Everything from the type to the palette here feels distinctly ’70s in the best way, but the most “dramatic” thing about this cover has to be illustrator Neil Deckert’s eye graphic, which gives this cover borderline surrealist vibes. Imagine this album sitting on the floor of a young Snoop Dogg’s home in ’70s Long Beach, California, the sounds of the Dramatics emanating from his household. Both Snoop and this album were birthed in 1971, and the vocal stylings of Ron Banks and company left a strong enough impression on him to include them on the single “Doggy Dogg World” from his 1993 debut Doggystyle.


Harlem River Drive
Harlem River Drive (1971)

An album that sounds just like the cover looks. Top notch Puerto Rican soul/funk from the NYC neighborhood parkway it’s named for. If you’re still reading this and have doubts about how nerdy I am, I keep this record filed in a section in my collection dedicated strictly to black and white covers. Art direction on this one is courtesy of Ruby Mazer’s art department, whose chief output was creating the seminal standardized look used by jazz label Mainstream in the ’70s.


Can
Ege Bamyasi (1972)

Fun fact: In 1970s Turkey, there was an Okra brand named Can, which according to Google, translates to “Bell.” And it’s the actual can featured on the cover of the fourth offering from this German Krautrock band. Ege Bamyasi actually translates to “Aegean Okra.” Don’t think there’s any deep seeded okra symbolism here, just the happy accident of a band member finding a can that says “Can.”


Akira Miyazawa
Karazishibotan (1969)

This is an instance where the artwork itself prompted me to make a purchase. I was on vacation in San Francisco and popped into the massive Amoeba Music down the street from where I was staying and after an intensive sweep of the store, I found this curious album sitting in the International section for $5. The image gracing the cover was a man holding what looked like a weapon, but I later realized was a flute (likely composer Akira Miyazawa’s instrument of choice). The artwork immediately spoke to me, so I took a gamble, as one often does when presented with interesting looking LPs at an affordable price. The album was well worth the price of admission, with the music feeling like an incredibly funky Japanese take on a Spaghetti Western score, something befitting of a Tarantino flick.


The Unfolding
How To Blow Your Mind and Have a Freak-Out Party (1967)

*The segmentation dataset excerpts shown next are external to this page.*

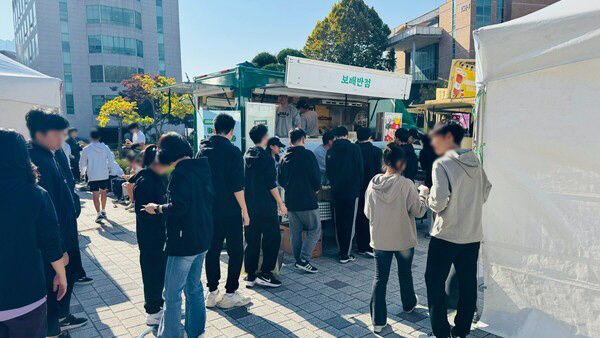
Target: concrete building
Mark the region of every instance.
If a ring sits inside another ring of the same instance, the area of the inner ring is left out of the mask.
[[[474,59],[473,30],[535,12],[558,0],[446,0],[439,8],[392,30],[396,71],[414,88],[448,80],[452,59]]]
[[[132,74],[181,80],[178,0],[12,0],[18,60],[63,79],[63,111],[87,136]]]

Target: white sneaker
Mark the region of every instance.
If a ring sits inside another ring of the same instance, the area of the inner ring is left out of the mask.
[[[373,325],[373,333],[381,333],[381,331],[383,331],[383,329],[385,329],[386,326],[387,326],[387,324],[385,324],[385,325]]]
[[[157,326],[160,324],[160,320],[162,319],[163,310],[161,309],[157,313],[149,314],[146,318],[146,325],[148,326]]]
[[[217,305],[217,303],[221,300],[221,295],[219,294],[219,291],[213,293],[208,291],[208,294],[206,295],[206,307],[215,307]]]
[[[250,297],[243,296],[238,291],[233,294],[226,293],[220,301],[217,302],[217,306],[221,309],[231,309],[232,307],[246,306],[250,303]]]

A late ’60s novelty record and a clear attempt to cash in on what the record company viewed as a psychedelic trend of the period. The Unfolding is not a real group, but a studio ensemble assembled solely for the purpose of creating a one off-release, a common practice in the time period. But where the album falls short of being a noteworthy piece of psychedelic music, it succeeds at being a decent piece of psychedelic marketing. In part, because the aesthetic eschews the minimalist approach synonymous with the era for a collage-heavy approach designed to keep the listener “stimulated” while listening.


Asiko
Take a trip with Asiko (1977)

More than anything else, I’m curious how ’70s Afro-Jazz-Funk outfit Asiko delivered the final artwork file for this LP. Using a combination of good old fashioned cut-n-paste techniques and colored markers, the art resembles doodles on a high school binder more than it does the design of a product intended to be sold publicly. Therein lies its charm and its brilliance. I challenge any professionally photographed LP of the time to compete for attention on the shelf with this one. I’m a sucker for retro DIY design, and any aesthetic that challenges the very principles we’ve become accustomed to championing.